También tendré que pedirle disculpas por todas las anécdotas y cosas lindas que ella me contó en esta sabrosa charla en la casa de la calle Alvear de Viedma y en este frío mes de agosto del año 2002. Hubiera sido muy interesante que me quedara lugar disponible para escribir sobre cómo su papá amaba la buena mesa y cómo reunía los sábados a sus amigos para almorzar en su acogedora casa del barrio de Palermo, y cómo Noemí se prendía a la empleada cocinera, para ayudarla en la preparación de esos exquisitos platos, lo que le ha permitido a ella en el tiempo, convertirse en una cocinera de primer nivel, algo que sigue demostrando en sus 90 para bien de sus hijos, de sus nueras, de sus nietos y por supuesto para ir enseñándole lo que es bueno al paladar muy nuevito de Santiaguito, su primer bisnieto.

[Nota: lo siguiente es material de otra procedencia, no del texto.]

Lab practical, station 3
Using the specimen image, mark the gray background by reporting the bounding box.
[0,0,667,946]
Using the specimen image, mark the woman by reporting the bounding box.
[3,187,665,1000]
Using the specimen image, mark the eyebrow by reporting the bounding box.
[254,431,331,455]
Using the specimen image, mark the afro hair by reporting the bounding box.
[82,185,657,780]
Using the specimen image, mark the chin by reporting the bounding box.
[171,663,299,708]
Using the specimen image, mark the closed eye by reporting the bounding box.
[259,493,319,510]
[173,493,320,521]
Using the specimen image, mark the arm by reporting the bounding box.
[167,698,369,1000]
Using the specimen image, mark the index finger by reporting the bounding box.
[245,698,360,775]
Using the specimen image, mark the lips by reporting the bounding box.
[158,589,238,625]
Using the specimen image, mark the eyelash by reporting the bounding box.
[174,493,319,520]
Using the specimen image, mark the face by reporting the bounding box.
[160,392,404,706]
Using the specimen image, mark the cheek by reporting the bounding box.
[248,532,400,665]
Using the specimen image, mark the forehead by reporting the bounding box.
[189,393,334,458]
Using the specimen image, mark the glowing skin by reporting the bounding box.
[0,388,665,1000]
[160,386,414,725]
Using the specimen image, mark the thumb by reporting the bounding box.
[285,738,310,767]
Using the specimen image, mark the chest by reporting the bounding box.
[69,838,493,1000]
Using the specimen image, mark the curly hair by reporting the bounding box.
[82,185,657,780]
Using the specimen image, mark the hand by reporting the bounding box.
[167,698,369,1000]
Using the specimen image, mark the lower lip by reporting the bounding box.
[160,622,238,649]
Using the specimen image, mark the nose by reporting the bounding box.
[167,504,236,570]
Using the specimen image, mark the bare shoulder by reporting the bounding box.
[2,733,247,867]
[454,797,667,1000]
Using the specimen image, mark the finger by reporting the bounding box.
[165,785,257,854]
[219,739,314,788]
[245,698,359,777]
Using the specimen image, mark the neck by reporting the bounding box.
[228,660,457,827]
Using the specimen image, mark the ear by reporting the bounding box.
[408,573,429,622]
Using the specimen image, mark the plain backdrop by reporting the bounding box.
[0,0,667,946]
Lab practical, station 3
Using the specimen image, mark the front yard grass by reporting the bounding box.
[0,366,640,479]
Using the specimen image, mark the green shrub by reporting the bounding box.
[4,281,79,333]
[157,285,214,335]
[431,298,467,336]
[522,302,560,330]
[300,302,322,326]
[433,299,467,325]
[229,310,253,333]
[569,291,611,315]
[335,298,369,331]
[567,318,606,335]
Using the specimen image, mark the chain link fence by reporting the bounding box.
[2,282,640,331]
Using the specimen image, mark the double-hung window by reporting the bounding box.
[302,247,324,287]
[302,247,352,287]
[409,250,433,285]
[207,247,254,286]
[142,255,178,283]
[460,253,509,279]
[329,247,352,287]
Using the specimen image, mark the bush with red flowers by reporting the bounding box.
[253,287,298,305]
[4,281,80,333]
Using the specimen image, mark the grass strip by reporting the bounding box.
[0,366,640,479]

Pero qué le vamos a hacer, doña Noemí Contal Crespo viuda de Martini, el espacio es tirano y solo pudimos llegar hasta aquí. El resto lo contaremos la próxima vez.
Este periodista ha quedado conforme igual porque, aunque resumidamente, tuvo la oportunidad de escribir su linda historia, que es nada más y nada menos que la historia de "Noemí, la hija del jefe de la escuadrilla del río Negro.